The sculptural composition "Egyptian Pyramid" (Russian: Скульптурная композиция «Египетская пирамида») is a sculptural composition in Taganrog created by sculptor Dmitry Lyndin based on the story of Anton Chekhov "Kashtanka".

Description 
The sculptural composition is executed in technology of bronze casting in a form.  It is an episode of the Chekhov story "Kashtanka" – circus number "Egyptian pyramid": pig Havronya Ivanovna, goose Ivan Ivanovich, cat Fedor Timofeevich and Kashtanka. The composition is made of bronze. It is installed on a low granite pedestal around which is laid a colored tile symbolizing the circus arena. Sculptural composition is created taking into account the maximum safety for children's games, which is promoted by her dimensions and the plastic decision.

It is established on the platform before an entrance to Gorky Park.

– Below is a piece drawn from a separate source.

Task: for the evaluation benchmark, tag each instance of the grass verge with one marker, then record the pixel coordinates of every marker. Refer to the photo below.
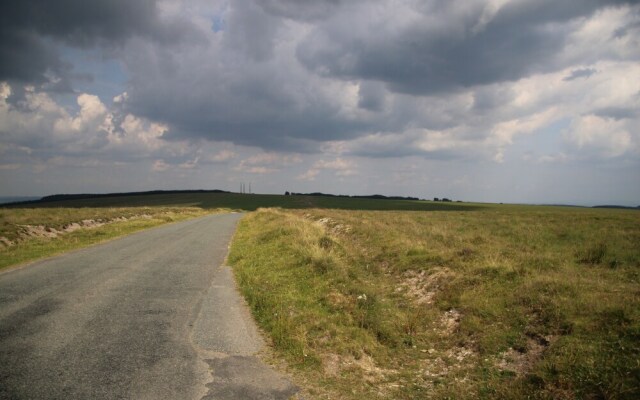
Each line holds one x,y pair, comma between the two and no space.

150 kg of wax (wax model), 1000 kg of molding mixture, 1000 kg of bronze art "Br OCS 555" were used to make the composition. The figures of composition cast in bronze were subjected to engraving, grinding, polishing and artificial patination. The total cost of manufacturing, installation and improvement of sculptural composition amounted to 1 061,0 thousand rubles.

History 
The opening of the monument took place on the Day of Knowledge, September 1, 2008. The author of the work is Rostov sculptor Dmitry Lyndin.

Trivia 
Citizens of Taganrog showed so great interest to Dmitry Lyndin's work that the Mayor of Taganrog Nikolay Fedyanin personally came to the masterful sculptor, to look how work moves on the project which won a competition.

Among the Taganrog people was born a tradition "to fulfill the desires" to rub a pig's piglet and to toss it into the litter of its slightly open jaws. A little later the young vandals "finished" a pig's piglet, squandering it with the purpose of extracting coins with the help of various devices made of wire.